Written Materials: Written materials such as brochures and surveys can be effective means of engaging the public and partner agencies about stormwater management practices and the municipality’s use of green infrastructure. For example, New York City’s Department of Environmental Protection developed a brochure that explains the siting and construction process for projects in the right-of-way, answers frequently asked questions, and describes the co-benefits of green infrastructure. Similarly, Seattle Public Utilities (SPU) used parking surveys to better understand and meet the needs of the community for its Street Edge Alternatives Program. The surveys revealed community concerns about reductions in parking due to reductions in street width caused by the installation of green infrastructure projects. SPU responded to this concern by installing occasional angled parking clustered along the street.

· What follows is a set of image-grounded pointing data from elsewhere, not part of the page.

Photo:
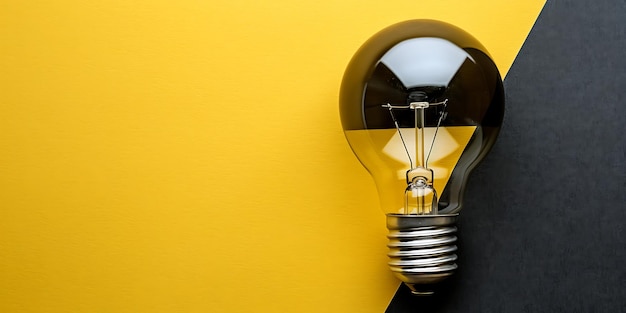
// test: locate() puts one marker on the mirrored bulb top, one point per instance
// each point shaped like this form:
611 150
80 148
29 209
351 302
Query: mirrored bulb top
421 104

Inter-Agency Partnerships: Creating partnerships between agencies can help to implement green infrastructure practices both efficiently and effectively. By pooling the resources, expertise, and knowledge of different agencies, inter-agency partnerships can be crucial to successful pilot programs. These partnerships can exist to aid in any stage of the process, including planning, installation, maintenance, and monitoring. For example, in New York City, the Departments of Environmental Protection and Parks and Recreation have worked together to develop the Green Infrastructure Maintenance Program in order to allocate appropriate resources for the long-term maintenance of DEP’s green infrastructure projects.
Equity and Environmental Justice
Many local governments are incorporating principles of equity, environmental justice, and social vulnerability into their climate adaptation planning. This section highlights some tools for addressing social vulnerability, engaging overburdened communities, and incorporating equity principles into planning and implementation, with a focus on green infrastructure.

Image Credit: Jessica Grannis, Georgetown Climate Center. Green infrastructure in Washington D.C.'s Ward 7, one of the areas of the city facing disproportionate risks from climate impacts relative to other parts of the District due to physical and socioeconomic factors.
Equitable Planning
Planning is one way to ensure that equity is centered in how cities are deploying green infrastructure solutions. This section includes examples of city, county, regional, and community-driven plans that address equity in making decisions about green infrastructure solutions to climate threats. Truly equitable approaches will be developed through diverse and inclusive planning processes; this section also highlights how planners are engaging with communities in the design and development of plans. Community-driven plans can ensure that residents have power in determining how green infrastructure solutions are deployed in their neighborhoods. This section also includes tools to help planners consider socioeconomic and other risk factors when developing plans and identifying potential neighborhoods for green infrastructure investments.
Equitable Investment
In determining how to deploy green infrastructure projects, policymakers can use socioeconomic indicators to prioritize green infrastructure investments in communities facing disproportionate risk and in environmental justice communities facing disproportionate burden from pollution. This section includes examples of how cities are using socioeconomic criteria and other factors to direct green infrastructure investments to underserved communities.